1. Replace "Quarantine" with "Cocoon" : I am inviting us to see this as a gift of pause that if welcomed can be a real source of renewal and transformation. What would it be like to focus on what you would like to do with this time and how you would like to emerge? If you were a chrysalis in a cocoon for two weeks what would you want to fill that space with? 

2. Differentiate Between Past and Present: When confronted with fear or pain the brain reaches into its cache of past experiences + traumas to respond with the survival strategies that worked at the time. One side effect of this is that the brain (and so the body) temporarily feels that it is in that old context. Although they are tempting, it can be very regulating to help our system decipher between the old wounds that come with old beliefs and impulses and the current situation as it confronts us today. Questions like "How is this familiar to me?" can be helpful in starting that inquiry. 

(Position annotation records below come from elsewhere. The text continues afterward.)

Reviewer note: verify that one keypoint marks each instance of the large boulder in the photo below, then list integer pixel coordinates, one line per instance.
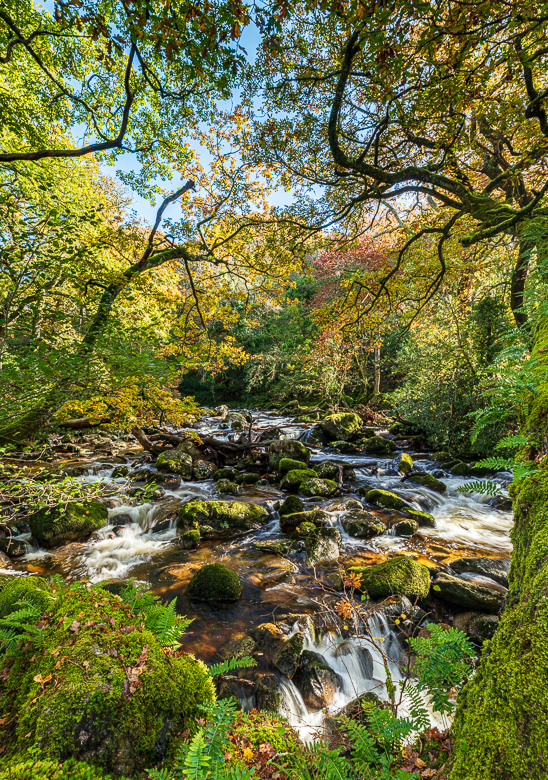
(176, 462)
(399, 576)
(481, 596)
(71, 523)
(221, 519)
(287, 448)
(102, 689)
(215, 584)
(342, 426)
(316, 681)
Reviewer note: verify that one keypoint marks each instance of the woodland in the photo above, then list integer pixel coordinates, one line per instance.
(273, 389)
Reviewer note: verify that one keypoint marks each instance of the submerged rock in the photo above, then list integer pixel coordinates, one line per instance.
(399, 576)
(221, 519)
(481, 596)
(215, 583)
(73, 522)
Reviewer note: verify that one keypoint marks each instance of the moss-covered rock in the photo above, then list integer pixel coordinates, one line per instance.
(362, 524)
(405, 463)
(399, 576)
(76, 521)
(386, 499)
(100, 689)
(293, 478)
(287, 448)
(341, 426)
(176, 462)
(323, 488)
(429, 481)
(215, 583)
(466, 593)
(227, 487)
(289, 464)
(221, 519)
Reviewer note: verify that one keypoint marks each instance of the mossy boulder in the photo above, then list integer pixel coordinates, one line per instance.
(386, 499)
(289, 464)
(341, 426)
(221, 519)
(362, 524)
(315, 487)
(215, 584)
(101, 689)
(430, 482)
(74, 522)
(227, 487)
(399, 576)
(293, 478)
(405, 463)
(290, 522)
(287, 448)
(176, 462)
(465, 593)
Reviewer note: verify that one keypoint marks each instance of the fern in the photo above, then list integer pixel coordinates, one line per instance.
(228, 666)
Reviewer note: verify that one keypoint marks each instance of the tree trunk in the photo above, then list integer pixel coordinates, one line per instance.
(500, 728)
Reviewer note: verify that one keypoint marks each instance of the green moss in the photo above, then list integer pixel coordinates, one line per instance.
(52, 527)
(34, 589)
(399, 576)
(386, 499)
(215, 583)
(99, 688)
(429, 481)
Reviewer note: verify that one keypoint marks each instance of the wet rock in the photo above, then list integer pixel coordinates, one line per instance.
(287, 448)
(227, 487)
(477, 625)
(290, 505)
(316, 681)
(406, 527)
(386, 499)
(221, 519)
(287, 660)
(293, 478)
(480, 596)
(327, 469)
(214, 583)
(488, 567)
(73, 522)
(290, 522)
(341, 426)
(268, 693)
(203, 469)
(429, 481)
(400, 576)
(176, 461)
(405, 463)
(362, 524)
(315, 487)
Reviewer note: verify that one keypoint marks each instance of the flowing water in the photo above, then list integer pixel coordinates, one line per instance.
(141, 542)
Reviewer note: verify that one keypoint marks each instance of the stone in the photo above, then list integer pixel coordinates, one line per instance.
(341, 426)
(70, 523)
(386, 499)
(429, 481)
(488, 567)
(362, 524)
(214, 583)
(175, 461)
(478, 596)
(399, 576)
(221, 519)
(324, 488)
(316, 681)
(287, 448)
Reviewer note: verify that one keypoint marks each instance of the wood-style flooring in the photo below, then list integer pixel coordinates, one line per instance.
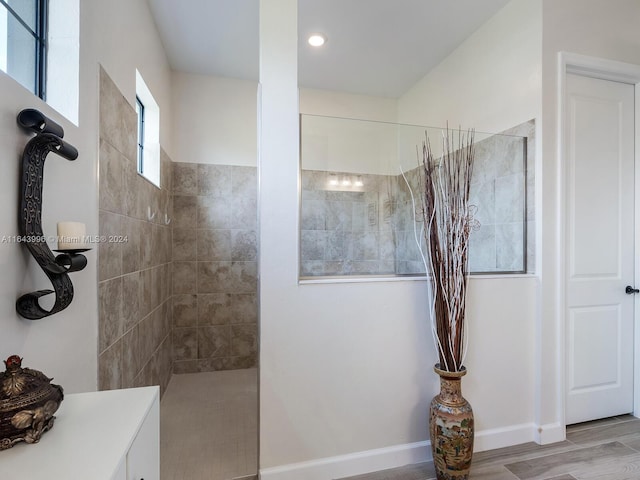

3. Find Security in The Body: Assessing for safety is one of the most regulating things you can do for your nervous system, start by asking--"am I or any of my closest loved ones under immediate life-threatening danger?" If the answer is "no" then regulating your nervous system becomes the most valuable thing you can possibly do for yourself so that you have access to all of your brain when you do decide to respond to whats at hand. One way to do this is take three breaths, then feel your feet and your back and take three to five breaths into those places. Sense if there is any shift in spaciousness or feeling of calm inside--unrelated to the happenings of the outside world. 

4. Fear of Uncertainty is Compulsive not Inevitable: The brain is predictive, it does this in an effort to keep us safe. For most of us, there were gaps in feeling fully cared for or secure over our lives and so our brain has wired in anxiety patterns that attach fear and worry to the blank space of the future. We do this to try to prevent the repetition of past pain, which ironically we guarantee by projecting the past on to the future before it even happens and reacting to it as if it already did. What if we could be curious  about the fear that arises amidst the uncertainty as well as towards this uncertainty itself?  Is it possible to stay with what is actually occurring instead of what we fear will occur? This tends to be far less overwhelming and empowers us to respond with our full creative potential. 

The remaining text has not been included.